In The Medicated Child, FRONTLINE producer Marcela Gaviria confronts psychiatrists, researchers and
government regulators about the risks, benefits and many questions surrounding prescription drugs for troubled
children. The biggest current controversy surrounds the diagnosis of bipolar disorder. Formerly called manic
depression, bipolar disorder was long believed to exist only in adults. But in the mid-1990s, bipolar in children
began to be diagnosed at much higher rates, sometimes in kids as young as 4 years old. "The rates of bipolar
diagnoses in children have increased markedly in many communities over the last five to seven years," says Dr.
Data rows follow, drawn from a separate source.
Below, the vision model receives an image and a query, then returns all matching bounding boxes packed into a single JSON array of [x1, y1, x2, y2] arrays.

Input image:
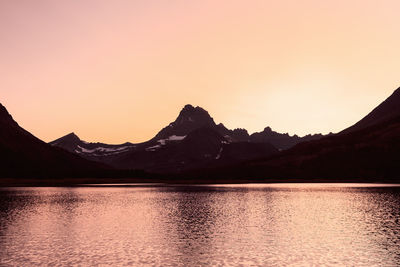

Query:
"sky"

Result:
[[0, 0, 400, 144]]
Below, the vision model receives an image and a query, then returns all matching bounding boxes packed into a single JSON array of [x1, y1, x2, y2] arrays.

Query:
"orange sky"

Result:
[[0, 0, 400, 143]]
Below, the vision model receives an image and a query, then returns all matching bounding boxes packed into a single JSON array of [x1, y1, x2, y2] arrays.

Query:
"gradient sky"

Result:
[[0, 0, 400, 143]]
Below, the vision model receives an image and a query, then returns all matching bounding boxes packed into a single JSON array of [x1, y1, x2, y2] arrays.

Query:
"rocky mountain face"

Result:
[[0, 104, 105, 178], [214, 89, 400, 183], [50, 105, 321, 172], [342, 88, 400, 133]]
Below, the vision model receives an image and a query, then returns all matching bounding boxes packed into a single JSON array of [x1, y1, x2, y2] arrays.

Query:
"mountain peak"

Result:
[[50, 132, 81, 144], [155, 104, 215, 139], [0, 103, 13, 122], [173, 104, 214, 126], [342, 87, 400, 133]]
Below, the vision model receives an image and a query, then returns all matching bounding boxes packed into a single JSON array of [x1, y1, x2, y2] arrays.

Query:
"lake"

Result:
[[0, 184, 400, 266]]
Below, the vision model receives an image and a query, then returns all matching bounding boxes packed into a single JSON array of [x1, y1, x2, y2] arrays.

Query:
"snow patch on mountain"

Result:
[[75, 145, 134, 156]]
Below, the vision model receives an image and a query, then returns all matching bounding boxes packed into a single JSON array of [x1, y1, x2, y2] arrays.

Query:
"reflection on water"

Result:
[[0, 184, 400, 266]]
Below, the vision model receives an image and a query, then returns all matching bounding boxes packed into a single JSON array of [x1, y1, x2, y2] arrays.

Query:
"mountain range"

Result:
[[0, 104, 109, 177], [0, 88, 400, 182], [50, 105, 322, 173]]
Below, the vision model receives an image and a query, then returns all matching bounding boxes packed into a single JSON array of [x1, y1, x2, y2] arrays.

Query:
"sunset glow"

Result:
[[0, 0, 400, 143]]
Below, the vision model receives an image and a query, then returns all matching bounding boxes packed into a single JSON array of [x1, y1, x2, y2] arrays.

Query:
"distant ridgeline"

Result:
[[0, 89, 400, 183], [50, 105, 323, 173]]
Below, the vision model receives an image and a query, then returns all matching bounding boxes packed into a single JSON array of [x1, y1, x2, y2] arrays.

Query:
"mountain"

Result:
[[50, 105, 322, 171], [207, 89, 400, 183], [342, 88, 400, 133], [50, 105, 288, 172], [249, 127, 324, 150], [0, 104, 107, 178]]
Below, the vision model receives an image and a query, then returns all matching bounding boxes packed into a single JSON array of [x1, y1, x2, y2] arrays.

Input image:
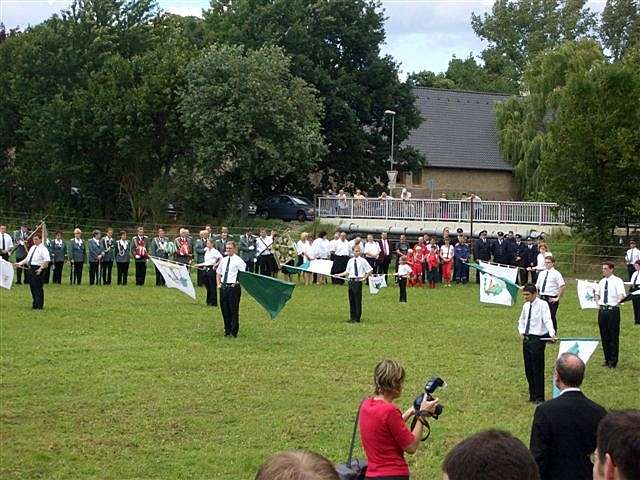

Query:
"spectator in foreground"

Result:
[[255, 450, 339, 480], [593, 410, 640, 480], [442, 430, 540, 480]]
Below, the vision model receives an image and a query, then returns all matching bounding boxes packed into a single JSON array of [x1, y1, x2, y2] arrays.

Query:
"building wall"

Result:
[[394, 167, 520, 200]]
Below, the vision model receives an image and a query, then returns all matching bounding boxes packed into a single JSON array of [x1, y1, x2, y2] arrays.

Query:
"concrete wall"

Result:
[[394, 167, 520, 200]]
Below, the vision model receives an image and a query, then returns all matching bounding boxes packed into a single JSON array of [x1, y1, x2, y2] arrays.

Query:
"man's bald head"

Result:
[[556, 352, 585, 388]]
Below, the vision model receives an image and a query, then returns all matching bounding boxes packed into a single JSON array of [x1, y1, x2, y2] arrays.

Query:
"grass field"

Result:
[[0, 275, 640, 479]]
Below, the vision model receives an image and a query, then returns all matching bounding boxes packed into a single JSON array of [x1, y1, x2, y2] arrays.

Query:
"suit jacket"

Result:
[[530, 391, 607, 480]]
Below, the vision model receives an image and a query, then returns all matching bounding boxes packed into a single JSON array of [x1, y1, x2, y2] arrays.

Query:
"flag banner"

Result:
[[239, 272, 296, 320], [149, 257, 196, 300], [369, 275, 387, 295], [577, 280, 598, 310], [469, 260, 519, 307], [553, 338, 599, 398], [0, 258, 13, 290]]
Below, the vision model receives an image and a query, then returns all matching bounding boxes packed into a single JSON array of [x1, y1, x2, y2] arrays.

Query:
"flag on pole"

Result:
[[149, 256, 196, 300], [369, 275, 387, 295], [238, 272, 296, 320], [0, 257, 13, 290], [553, 338, 599, 398], [469, 260, 519, 307], [577, 280, 598, 310]]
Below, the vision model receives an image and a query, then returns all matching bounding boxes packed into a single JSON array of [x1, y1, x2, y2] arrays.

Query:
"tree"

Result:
[[471, 0, 596, 91], [205, 0, 422, 193], [180, 45, 325, 214], [599, 0, 640, 61], [543, 63, 640, 240]]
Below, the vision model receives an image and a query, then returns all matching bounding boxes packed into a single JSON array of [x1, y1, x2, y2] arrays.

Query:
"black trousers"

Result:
[[220, 284, 241, 337], [598, 307, 620, 367], [349, 280, 362, 322], [136, 261, 147, 285], [27, 266, 44, 310], [89, 262, 100, 285], [71, 262, 84, 285], [522, 335, 548, 402], [116, 262, 129, 285], [51, 262, 64, 284], [398, 277, 407, 303], [100, 261, 113, 285], [540, 295, 560, 336], [202, 268, 218, 307]]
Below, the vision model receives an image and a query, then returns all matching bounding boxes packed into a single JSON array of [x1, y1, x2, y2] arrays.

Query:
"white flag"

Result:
[[369, 275, 387, 295], [0, 257, 13, 290], [150, 257, 196, 300], [577, 280, 599, 310], [478, 260, 518, 307]]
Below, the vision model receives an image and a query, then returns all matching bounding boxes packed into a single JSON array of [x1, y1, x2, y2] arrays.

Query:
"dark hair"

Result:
[[442, 430, 540, 480], [255, 450, 339, 480], [598, 410, 640, 480], [556, 352, 585, 388]]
Steven Hyman, a former director of the National Institute of Mental Health. "I think the real question is, are
those diagnoses right? And in truth, I don't think we yet know the answer."
Like many of the 1 million children now diagnosed with bipolar, 5-year-old Jacob Solomon was initially
believed to suffer from an attention deficit disorder. His parents reluctantly started him on Ritalin, but over the
next five years, Jacob would be put on one drug after another. "It all started to feel out of control," Jacob's father,
Ron, told FRONTLINE. "Nobody ever said we can work with this through therapy and things like that.